Jakarta - Buruh migran
Jakarta - Buruh migran diduga masih sulit menyerahkan suara mereka guna Pemilu 2019 mendatang. Hal ini diakibatkan ketiadaan dokumen dan kurangnya sosialisasi pengetahuan formalitas pemilihan.
Hal itu dikatakan Direktur Eksekutif Migrant Care Anis Hidayah sembari menambahkan tidak sedikit dari buruh migran ini yang pun tidak didata secara komprehensif.
BACA JUGA
Migrant Care Minta Buruh di Luar Negeri Dimudahkan Memilih di Pemilu 2019
Masih Bisa Berubah, Ini Jumlah DPT di Luar Negeri
Pemuka Masyarakat Riau Tolak Hoaks Jelang Pemilu 2019
"Gusdur dulu tidak jarang mengatakan melulu Tuhan yang tahu berapa bahwasannya buruh migran di luar negeri. Karena pemerintah melulu punya data mereka yang tercatat di KBRI, sedangkan mereka yang tidak terdaftar tersebut jauh mendahului mereka yang terdaftar," ujar Anis Hidayah di Bawaslu, Jakarta, Minggu (7/10/2018).

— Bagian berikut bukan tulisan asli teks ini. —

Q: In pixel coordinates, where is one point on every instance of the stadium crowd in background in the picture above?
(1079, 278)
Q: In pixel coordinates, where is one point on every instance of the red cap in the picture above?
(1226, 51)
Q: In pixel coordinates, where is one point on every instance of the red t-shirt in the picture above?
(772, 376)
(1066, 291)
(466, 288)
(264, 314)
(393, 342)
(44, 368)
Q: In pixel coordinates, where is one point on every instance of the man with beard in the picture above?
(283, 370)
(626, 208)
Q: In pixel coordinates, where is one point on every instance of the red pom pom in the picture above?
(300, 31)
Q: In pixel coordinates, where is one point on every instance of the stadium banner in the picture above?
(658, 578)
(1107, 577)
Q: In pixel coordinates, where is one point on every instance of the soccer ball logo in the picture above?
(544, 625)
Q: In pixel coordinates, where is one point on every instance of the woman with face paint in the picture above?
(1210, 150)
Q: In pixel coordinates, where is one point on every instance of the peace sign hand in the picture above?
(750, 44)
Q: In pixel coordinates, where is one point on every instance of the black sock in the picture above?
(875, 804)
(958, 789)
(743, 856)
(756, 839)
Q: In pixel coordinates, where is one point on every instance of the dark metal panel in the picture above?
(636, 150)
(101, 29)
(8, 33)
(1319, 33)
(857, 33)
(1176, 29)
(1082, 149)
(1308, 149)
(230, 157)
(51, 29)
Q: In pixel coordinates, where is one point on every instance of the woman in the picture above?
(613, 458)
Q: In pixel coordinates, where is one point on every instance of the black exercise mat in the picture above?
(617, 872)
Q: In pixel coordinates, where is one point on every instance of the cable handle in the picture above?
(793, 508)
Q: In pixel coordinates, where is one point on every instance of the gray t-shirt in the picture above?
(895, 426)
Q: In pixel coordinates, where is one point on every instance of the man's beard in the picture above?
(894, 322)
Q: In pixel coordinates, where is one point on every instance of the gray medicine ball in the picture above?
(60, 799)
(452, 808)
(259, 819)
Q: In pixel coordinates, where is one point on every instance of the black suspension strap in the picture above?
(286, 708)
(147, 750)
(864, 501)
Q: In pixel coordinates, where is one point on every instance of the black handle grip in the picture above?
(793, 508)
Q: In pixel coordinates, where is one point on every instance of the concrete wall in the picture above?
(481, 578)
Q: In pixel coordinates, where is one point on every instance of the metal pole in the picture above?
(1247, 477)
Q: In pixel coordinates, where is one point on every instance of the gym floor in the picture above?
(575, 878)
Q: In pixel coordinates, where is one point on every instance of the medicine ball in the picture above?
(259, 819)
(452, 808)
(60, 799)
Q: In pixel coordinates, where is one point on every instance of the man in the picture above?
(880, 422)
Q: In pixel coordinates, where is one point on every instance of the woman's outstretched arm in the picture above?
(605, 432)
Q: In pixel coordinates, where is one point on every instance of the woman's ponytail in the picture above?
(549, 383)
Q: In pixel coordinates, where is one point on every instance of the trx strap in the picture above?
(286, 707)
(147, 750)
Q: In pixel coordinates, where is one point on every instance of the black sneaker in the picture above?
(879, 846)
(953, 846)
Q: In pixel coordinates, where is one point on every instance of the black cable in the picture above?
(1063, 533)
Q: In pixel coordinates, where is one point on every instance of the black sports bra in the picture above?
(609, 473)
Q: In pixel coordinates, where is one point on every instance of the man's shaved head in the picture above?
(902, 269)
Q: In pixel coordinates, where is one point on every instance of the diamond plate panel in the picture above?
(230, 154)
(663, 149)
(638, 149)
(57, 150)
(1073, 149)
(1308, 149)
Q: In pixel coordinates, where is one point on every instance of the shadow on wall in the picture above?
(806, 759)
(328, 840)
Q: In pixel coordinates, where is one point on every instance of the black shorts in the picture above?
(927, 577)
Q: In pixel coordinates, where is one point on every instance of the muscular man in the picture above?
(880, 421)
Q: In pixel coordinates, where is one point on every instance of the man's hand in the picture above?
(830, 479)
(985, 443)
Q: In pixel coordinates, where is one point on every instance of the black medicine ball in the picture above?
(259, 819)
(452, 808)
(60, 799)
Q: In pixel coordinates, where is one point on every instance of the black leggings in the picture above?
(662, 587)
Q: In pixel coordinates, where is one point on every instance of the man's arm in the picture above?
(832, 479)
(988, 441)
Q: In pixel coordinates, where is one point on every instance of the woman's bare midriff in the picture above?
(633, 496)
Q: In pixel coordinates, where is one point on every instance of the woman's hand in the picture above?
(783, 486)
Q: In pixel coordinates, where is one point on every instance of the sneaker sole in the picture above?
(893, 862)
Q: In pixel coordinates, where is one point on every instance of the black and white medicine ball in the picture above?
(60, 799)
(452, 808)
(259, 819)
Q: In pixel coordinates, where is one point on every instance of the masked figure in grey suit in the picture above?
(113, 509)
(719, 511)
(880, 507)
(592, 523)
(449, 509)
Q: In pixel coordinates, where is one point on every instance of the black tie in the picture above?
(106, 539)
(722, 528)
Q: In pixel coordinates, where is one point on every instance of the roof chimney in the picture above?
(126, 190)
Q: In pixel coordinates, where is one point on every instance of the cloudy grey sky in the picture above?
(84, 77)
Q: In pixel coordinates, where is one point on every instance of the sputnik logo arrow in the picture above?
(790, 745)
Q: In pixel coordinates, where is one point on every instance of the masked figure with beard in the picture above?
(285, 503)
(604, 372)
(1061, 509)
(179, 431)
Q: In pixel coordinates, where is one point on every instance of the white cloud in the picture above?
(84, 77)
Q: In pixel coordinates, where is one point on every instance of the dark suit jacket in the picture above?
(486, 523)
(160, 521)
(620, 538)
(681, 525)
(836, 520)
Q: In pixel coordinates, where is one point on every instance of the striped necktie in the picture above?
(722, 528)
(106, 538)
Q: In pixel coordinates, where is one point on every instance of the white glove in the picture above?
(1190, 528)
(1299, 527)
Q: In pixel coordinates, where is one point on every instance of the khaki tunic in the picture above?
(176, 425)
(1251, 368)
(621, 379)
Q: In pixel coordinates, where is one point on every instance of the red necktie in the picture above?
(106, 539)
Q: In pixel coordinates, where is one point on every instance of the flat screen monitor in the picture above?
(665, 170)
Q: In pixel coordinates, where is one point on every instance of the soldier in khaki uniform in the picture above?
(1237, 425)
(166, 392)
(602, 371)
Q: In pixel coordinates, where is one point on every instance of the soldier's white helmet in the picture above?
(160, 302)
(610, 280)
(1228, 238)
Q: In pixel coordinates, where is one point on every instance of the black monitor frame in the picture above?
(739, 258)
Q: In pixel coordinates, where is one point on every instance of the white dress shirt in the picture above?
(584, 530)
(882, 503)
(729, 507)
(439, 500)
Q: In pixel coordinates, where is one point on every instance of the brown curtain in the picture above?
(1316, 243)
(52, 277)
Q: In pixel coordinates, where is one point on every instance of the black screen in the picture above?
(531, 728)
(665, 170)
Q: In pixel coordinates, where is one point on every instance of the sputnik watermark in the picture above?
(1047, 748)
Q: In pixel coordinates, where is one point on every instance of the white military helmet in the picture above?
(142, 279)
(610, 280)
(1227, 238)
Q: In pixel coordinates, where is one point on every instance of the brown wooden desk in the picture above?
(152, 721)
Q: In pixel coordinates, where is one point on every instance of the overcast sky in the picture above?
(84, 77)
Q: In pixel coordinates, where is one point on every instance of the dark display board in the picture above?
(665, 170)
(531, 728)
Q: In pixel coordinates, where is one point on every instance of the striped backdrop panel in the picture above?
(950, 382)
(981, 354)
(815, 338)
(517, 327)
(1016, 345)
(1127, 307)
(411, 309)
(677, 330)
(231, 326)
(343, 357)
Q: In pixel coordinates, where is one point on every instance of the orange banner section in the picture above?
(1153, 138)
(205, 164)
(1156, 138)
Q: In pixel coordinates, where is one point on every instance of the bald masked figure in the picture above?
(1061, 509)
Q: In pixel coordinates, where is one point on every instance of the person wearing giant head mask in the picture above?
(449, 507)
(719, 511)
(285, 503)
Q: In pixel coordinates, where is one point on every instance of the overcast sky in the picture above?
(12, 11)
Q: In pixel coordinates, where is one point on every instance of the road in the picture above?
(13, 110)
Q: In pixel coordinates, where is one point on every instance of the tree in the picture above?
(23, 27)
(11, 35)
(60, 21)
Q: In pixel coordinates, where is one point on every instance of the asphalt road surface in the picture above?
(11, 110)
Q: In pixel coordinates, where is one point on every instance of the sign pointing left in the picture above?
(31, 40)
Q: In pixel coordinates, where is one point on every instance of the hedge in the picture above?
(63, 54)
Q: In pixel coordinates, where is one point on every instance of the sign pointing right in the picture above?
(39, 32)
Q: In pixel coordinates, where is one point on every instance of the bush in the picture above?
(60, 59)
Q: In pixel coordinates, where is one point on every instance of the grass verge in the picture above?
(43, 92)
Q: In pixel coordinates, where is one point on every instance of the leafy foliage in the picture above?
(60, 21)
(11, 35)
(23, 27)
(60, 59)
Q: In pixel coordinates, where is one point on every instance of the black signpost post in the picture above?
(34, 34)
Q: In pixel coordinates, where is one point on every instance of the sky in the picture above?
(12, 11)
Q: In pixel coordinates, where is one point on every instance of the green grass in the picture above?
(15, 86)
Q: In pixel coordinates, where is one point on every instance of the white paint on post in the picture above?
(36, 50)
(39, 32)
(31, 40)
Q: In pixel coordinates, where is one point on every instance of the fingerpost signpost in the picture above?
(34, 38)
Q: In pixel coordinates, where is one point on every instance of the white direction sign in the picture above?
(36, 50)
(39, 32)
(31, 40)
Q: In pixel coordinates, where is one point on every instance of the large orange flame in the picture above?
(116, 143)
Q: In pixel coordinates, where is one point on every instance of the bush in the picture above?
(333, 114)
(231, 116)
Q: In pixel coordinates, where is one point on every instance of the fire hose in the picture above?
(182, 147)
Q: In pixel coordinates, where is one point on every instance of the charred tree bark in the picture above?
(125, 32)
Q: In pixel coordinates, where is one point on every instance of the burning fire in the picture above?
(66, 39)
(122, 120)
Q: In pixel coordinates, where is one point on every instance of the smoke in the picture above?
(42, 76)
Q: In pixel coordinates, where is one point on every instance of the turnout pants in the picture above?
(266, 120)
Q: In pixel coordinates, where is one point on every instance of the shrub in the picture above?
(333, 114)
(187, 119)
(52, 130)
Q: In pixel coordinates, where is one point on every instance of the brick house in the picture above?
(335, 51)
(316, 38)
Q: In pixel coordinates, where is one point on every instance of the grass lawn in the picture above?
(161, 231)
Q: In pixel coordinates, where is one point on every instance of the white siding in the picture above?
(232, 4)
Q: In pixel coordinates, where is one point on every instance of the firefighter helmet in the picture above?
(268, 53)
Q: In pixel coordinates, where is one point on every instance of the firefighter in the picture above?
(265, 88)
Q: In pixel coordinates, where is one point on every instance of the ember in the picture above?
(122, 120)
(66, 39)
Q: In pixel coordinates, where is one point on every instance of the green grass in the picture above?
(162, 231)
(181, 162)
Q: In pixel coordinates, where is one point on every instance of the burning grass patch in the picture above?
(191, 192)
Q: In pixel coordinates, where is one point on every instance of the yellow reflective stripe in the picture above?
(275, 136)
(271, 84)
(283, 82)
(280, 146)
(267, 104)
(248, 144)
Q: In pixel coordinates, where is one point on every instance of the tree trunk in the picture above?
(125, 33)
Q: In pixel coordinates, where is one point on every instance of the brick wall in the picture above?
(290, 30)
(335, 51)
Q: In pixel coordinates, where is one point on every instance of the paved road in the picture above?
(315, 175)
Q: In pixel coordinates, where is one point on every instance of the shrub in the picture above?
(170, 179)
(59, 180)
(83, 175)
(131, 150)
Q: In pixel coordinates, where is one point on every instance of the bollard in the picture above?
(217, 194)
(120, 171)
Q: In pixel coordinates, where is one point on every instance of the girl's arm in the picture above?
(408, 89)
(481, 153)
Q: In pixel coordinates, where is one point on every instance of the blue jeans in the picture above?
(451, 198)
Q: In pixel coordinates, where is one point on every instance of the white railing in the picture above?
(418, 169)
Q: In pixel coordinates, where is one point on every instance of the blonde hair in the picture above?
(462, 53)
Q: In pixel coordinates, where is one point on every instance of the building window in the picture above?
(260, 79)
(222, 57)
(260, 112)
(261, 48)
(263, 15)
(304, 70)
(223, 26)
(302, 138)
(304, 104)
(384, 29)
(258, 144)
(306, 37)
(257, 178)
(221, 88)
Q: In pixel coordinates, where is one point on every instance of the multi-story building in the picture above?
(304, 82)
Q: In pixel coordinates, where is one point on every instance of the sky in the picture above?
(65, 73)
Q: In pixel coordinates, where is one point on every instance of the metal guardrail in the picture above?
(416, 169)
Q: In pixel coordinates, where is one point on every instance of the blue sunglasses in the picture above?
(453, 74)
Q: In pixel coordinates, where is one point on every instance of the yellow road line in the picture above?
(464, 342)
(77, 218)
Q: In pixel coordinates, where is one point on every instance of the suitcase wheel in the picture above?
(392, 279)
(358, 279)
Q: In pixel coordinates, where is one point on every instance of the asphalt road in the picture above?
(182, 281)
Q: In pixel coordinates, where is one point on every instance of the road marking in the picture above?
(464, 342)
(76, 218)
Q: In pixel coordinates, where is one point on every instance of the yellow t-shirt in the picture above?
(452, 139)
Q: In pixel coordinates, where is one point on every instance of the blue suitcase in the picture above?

"Di Arab Saudi, pekerja migran anda diperkiran 1,5 juta orang, namun di DPT-nya (Kumpulan Pemilih Tetap) itu melulu 19.000," ia melanjutkan.
Berdasarkan keterangan dari data dari Kementerian Luar Negeri per Agustus 2017, jumlah buruh migran Indonesia di luar negeri menjangkau 4.732.555 orang dengan rincian 2.862.495 buruh migran berdokumen, dan 1.870.060 buruh migran tidak berdokumen.
Kemudian, selama 53% surat suara yang dibalikkan buruh migran untuk KBRI guna Pemilu 2014 terhitung tidak sah sebab mereka tidak menyertakan dokumen wajib.
"Kalau pada Pemilu 2014, mereka tidak menyertakan eksemplar isian C4, jadi mereka melulu kirim surat suaranya, tetapi eksemplar isian C4-nya tidak disertakan sampai-sampai kemudian tersebut tidak sah secara administratif," beber Anis.
Dia menjelaskan, butuh ada sosialisasi yang lebih komprehensif dari pemerintah untuk menanggulangi hal ini.
"Bagaimana teknis mengembalikannya, apa kriteria-syaratnya, tersebut harus detil, sampai-sampai teman-teman yang telah bersusah-payah mengembalikan tersebut suaranya dapat terakomodasi sebagai pemilih. Nah tersebut yang sekitar ini terjadi. Apalagi mayoritas tersebut baik di Taipei, Singapura, lantas di Hong Kong akan memakai mekanisme pemilihan lewat pos," ujar Anis.